Lecture 3: Fundamentals of Capital Budgeting (Chapter 9) Flashcards
What is the first step in analyzing various investment opportunities?
It is by compiling a list of potential projects.
What is Capital Budget?
It lists the projects & investments that a co. plans to undertake during the next period.
What is Capital Budgeting?
It refers to the process carried out by a firm in order to analyze projects & investments opportunities to decide which ones to accept. This process begins w/ forecast of each project’s future consequences for the firm.
What is Incremental Earnings?
It is the amount by which a firm’s earnings are expected to change due to investment decisions. (If a project leads to increase in sales or reduction in expenses, then we should undertake that project)
It tells us how the decision will affect the firm’s reported profits from an accounting perspectives.
What is the ultimate goal?
To determine the effects of the decision to accept / reject a project on the firm’s cash flows & evaluate the NPV to assess the consequences of decision for the firm’s value. The reason why we need to estimate a project’s cash flows is to determine its NPV & decide if its a good project for the firm to invest in.
What is an important source of information?
It is looking at past projects of the firm, or those of other firms in the same industry.
What is operating expenses?
It is the upfront investment in the year that they are incurred.
What is capital expenditures?
It refers to a co.’s investment in terms of assets / PPE (cash expenses are not directly listed as an expense when calculating earnings.
Are investment in PPE considered operating expenses?
No, instead they’re considered as cash expenses and are not directly listed as expenses when calculating earnings. Instead, the firm deducts a portion of its cost each year as depreciation.
Does depreciation expenses correspond to the actual cash outflows?
No. It is considered a non-cash item, therefore we must always add back to the incremental earnings after deducting to obtain taxable income. This is to arrive at the actual cash flow of the co.
What is straight-line depreciation?
Its asset cost is divided equally over its depreciable life.
Why is incremental revenue and cost estimates important?
They develop an estimate of sales & refine its estimates of costs for the co.
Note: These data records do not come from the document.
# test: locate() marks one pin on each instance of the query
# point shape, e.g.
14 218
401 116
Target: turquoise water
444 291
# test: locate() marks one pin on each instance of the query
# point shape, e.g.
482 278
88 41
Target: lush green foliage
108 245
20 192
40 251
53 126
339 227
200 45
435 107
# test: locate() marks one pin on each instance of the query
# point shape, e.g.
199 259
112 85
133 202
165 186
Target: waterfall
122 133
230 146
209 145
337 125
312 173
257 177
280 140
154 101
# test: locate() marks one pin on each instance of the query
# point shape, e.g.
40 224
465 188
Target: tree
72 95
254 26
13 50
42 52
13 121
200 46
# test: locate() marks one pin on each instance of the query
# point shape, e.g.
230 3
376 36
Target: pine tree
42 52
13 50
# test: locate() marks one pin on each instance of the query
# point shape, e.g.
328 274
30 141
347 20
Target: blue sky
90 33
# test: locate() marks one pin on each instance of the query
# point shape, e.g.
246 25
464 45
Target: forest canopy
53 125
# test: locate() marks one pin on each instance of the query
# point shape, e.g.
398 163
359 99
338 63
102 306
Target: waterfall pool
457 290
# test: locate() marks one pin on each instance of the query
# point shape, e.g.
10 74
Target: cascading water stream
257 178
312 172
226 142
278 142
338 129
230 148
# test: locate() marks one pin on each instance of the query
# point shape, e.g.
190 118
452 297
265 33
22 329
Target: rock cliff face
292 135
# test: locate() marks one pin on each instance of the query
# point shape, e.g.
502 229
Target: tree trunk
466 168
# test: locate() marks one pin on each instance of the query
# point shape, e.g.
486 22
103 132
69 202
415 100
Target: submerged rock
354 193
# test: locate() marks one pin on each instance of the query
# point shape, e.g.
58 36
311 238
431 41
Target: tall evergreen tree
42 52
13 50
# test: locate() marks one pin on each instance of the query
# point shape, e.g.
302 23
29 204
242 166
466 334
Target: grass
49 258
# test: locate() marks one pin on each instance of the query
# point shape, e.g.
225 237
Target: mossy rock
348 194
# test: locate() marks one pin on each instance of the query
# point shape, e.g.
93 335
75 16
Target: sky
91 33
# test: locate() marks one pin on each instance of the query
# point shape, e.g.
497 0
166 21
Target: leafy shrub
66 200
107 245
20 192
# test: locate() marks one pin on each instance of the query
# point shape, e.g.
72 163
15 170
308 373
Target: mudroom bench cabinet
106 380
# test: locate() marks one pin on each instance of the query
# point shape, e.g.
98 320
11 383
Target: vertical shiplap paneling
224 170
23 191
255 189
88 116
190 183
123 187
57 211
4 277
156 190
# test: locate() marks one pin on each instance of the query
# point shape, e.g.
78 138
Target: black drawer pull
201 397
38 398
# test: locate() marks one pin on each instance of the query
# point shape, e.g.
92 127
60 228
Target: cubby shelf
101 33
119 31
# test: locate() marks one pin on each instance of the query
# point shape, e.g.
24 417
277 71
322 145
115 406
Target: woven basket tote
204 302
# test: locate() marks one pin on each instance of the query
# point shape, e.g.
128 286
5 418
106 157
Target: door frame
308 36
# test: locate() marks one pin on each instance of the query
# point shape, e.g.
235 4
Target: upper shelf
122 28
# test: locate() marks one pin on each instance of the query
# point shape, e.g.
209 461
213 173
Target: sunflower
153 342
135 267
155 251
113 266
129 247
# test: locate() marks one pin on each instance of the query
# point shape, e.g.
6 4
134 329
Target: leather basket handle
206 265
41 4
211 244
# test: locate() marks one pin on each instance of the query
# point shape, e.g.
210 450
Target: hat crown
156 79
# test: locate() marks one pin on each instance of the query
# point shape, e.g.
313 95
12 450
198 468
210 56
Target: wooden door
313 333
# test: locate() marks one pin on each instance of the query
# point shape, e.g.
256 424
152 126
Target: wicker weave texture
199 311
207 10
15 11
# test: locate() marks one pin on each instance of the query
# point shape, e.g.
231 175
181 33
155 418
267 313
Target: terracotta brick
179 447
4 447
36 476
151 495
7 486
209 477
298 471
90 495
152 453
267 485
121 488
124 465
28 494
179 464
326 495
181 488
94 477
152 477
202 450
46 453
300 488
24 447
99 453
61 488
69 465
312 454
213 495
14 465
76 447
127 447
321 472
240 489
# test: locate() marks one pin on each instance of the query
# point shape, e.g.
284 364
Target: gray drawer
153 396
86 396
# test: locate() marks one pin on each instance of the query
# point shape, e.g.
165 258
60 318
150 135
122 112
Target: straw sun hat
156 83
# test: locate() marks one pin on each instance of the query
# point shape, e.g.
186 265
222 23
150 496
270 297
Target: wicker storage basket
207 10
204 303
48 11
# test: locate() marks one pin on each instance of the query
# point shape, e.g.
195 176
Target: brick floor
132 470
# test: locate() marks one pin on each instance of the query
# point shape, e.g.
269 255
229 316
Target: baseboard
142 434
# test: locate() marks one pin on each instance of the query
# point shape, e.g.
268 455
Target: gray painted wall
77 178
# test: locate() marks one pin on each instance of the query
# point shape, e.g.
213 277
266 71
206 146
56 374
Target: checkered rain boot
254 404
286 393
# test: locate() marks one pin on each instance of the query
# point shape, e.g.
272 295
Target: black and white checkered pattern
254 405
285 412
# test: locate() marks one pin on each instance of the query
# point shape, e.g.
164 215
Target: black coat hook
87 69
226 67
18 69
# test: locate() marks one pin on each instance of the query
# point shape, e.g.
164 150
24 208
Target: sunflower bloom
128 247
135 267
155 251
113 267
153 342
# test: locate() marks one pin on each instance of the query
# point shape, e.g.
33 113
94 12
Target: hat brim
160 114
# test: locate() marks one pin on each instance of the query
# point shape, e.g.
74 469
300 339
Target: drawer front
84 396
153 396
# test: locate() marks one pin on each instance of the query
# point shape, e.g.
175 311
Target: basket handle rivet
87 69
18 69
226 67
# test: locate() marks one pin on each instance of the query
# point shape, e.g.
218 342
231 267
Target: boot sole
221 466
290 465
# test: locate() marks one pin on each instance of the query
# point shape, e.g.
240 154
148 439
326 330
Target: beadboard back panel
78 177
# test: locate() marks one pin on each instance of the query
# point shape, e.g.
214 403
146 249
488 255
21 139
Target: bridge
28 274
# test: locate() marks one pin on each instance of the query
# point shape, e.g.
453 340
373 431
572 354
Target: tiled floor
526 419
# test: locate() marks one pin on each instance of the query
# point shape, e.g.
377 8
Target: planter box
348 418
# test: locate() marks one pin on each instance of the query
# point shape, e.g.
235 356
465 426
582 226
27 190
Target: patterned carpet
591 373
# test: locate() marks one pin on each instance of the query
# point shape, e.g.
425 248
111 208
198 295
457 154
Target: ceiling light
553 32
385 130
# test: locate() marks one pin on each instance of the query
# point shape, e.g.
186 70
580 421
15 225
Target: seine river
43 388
Factors to consider when estimating a project’s revenues & costs:
- A new product typically has lower sales initially (customers then gradually become aware of the new products, sales will then accelerate & ultimately decline when product is near obsolescence / faces increased competition).
- The average selling price of a product & its cost of production will generally change over time (prices & costs increases relative to inflation; prices of technology products fall over time as newer, more superior technologies emerge & production cost decreases).
- For most industries, competition tends to reduce profit margins over time.
What is our main focus of incremental revenue and cost estimates?
The evaluation is on how the project will change the cash flows of the firm. Thus, the focus is on incremental revenues and costs; we’re only concerned about the additional sales and costs generated by the projects.
Incremental Earnings Before Interest and Taxes (EBIT) =
Incremental Revenue - Incremental Costs - Depreciation
What is Marginal Corporate Tax Rate?
The tax rate a firm will pay on an incremental dollar of pre-tax income. (Income tax = EBIT x marginal corp. tax rate)
What is Marginal Corporate Tax Rate?
The tax rate a firm will pay on an incremental dollar of pre-tax income. (Income tax = EBIT x marginal corp. tax rate)
Incremental Earnings after tax =
(Incremental revenues - Incremental costs - Depreciation) x (1 - tax rate)
Must the depreciable life of an asset always be similar to the economic life of the asset?
No, it isn’t always that way. It depends on whether the question did provide information about the depreciable life of the asset. If it isn’t provided, then only we will use the economic life of the asset.
What is the function of pro forma statement?
It’s figures are not based on actual data (depicts the firm’s financials under a given set of hypothetical assumptions)
What is the relation between taxes and negative EBIT?
Whenever a depreciation expense causes a negative EBIT, the taxes incurred on this EBIT will help reduce the incremental earnings.
What is unlevered net income?
It indicates that it does not include any interest expense associated w/ debt.
In capital budgeting, we calculate net income w/ the assumption no debt was used. So, what is this net income regarded as?
It is regarded as unlevered net income of the project, which indicates that it does not include any interest expense associated w/ debt.
Is it true that additional losses incurred will offset and reduce the taxable income?
Yes, becxause we’ll take the pretax income less the operating losses incurred and from there only find the taxable income. When there isn’t any operating losses, then we’ll have to use the pretax income to straight calculate its taxable income based on the marginal tax rate.
Do earnings represent the real profits?
Nope, earnings are an accounting measure of the firm’s performance. Firm cannot use its earnings to buy goods, pay employees, fund new investments or pay dividends to their shareholders.